After the disappearance of the context, the software FCRs is expected to recover within the same time interval (50 ms) as in case of a transient failure of a hardware FCR. If the context prevails, the job does not recover.
CONCLUSION
The fault hypothesis of a safety-critical distributed embedded real-time system is the basis for the design and validation of the fault-tolerance algorithms, the determination of the assumption coverage, and the construction of the safety argument. In integrated systems, the fault hypothesis needs to take into account the presence of multiple application subsystems that can possess different criticalities, thus having different requirements concerning reliability. In general, such application subsystems will exhibit significant differences concerning the residue of design faults after deployment due to different development processes driven by economic constraints. In safety-critical application subsystems, the absence of design faults can no longer be shown by testing alone. The achievement of the reliability includes a rigorous development process, formal verification, and involvement of a certification agency. For non safety-critical application subsystems, certainty about the complete absence of design faults is usually economically infeasible. The level of rigidity in the development process of safety-critical applications would be too expensive. For this reason, an integrated architecture needs to prevent error propagation between application subsystems in order to prevent a design fault in a non safety-critical application subsystems from affecting safety-critical ones. The assumptions (e.g., identification of fault containment regions w.r.t. software faults) introduced in the fault hypothesis of this paper are a prerequisite for the development of these error containment mechanisms.

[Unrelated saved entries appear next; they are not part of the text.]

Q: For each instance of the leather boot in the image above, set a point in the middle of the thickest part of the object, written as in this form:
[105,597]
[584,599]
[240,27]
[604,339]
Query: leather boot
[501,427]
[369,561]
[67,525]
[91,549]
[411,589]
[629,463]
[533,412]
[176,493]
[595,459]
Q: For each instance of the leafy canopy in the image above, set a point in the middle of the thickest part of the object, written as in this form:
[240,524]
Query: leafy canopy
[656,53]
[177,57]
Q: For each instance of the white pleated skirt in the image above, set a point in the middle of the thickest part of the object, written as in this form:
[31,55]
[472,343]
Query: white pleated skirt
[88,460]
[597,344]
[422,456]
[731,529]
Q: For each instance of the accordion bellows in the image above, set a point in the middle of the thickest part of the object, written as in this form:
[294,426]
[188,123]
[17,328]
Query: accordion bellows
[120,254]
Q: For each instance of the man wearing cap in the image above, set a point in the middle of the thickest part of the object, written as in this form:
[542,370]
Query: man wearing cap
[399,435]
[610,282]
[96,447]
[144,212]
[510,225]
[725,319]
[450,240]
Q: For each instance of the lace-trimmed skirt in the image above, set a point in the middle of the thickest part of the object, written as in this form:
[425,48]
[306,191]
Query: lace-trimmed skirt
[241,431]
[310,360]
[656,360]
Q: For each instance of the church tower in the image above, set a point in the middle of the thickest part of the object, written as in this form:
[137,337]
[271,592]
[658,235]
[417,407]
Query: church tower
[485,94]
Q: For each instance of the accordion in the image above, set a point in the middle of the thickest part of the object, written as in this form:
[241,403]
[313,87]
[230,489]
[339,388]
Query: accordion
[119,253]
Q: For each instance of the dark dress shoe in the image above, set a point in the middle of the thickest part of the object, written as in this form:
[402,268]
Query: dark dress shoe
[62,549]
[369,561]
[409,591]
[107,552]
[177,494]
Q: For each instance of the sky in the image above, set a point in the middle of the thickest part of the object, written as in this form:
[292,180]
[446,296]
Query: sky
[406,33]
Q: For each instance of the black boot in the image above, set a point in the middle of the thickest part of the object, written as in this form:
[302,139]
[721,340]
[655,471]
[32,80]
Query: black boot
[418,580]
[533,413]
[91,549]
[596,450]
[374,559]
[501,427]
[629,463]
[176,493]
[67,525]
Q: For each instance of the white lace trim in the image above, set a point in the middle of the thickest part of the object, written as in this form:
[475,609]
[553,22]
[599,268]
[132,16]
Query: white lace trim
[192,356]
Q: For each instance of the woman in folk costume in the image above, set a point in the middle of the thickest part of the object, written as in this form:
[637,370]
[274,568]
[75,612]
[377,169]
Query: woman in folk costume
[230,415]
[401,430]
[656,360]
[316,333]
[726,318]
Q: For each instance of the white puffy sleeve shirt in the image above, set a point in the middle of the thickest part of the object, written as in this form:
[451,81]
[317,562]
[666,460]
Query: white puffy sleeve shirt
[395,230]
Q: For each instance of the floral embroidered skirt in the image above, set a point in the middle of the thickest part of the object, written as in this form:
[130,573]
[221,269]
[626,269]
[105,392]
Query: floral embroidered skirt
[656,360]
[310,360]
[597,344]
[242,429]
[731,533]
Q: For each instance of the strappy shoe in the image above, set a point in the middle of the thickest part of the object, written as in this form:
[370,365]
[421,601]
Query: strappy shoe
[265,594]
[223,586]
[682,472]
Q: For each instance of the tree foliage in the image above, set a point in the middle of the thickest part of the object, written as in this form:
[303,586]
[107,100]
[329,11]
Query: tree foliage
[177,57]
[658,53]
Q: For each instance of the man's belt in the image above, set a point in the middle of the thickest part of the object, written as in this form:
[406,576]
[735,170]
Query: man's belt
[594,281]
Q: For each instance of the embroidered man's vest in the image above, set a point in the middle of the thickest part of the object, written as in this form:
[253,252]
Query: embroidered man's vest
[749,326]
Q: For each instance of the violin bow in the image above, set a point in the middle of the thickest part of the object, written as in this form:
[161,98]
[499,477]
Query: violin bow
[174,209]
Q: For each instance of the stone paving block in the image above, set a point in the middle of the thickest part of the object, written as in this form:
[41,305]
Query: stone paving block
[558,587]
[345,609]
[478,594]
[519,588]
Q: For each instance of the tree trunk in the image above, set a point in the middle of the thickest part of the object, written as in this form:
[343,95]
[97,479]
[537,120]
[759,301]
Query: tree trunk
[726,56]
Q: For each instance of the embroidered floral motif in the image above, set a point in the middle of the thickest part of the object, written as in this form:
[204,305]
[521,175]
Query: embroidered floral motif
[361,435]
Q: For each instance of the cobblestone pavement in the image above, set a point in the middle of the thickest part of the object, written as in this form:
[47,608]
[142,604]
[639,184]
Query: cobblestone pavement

Apart from handling mixed criticality systems, error containment mechanisms building on top of the presented fault hypothesis are also a major step towards a seamless system integration with clear integration responsibilities. Since each of the introduced fault containment regions w.r.t. software faults can be attributed to a liable organizational entity (e.g., a specific supplier), effective error containment between fault containment regions avoids correlated system-wide failures that would blur the origin of a fault.
ACKNOWLEDGMENTS
This work has been supported in part by the European IST project ARTIST2 under project No. IST-004527 and the European IST project DECOS under project No. IST-511764.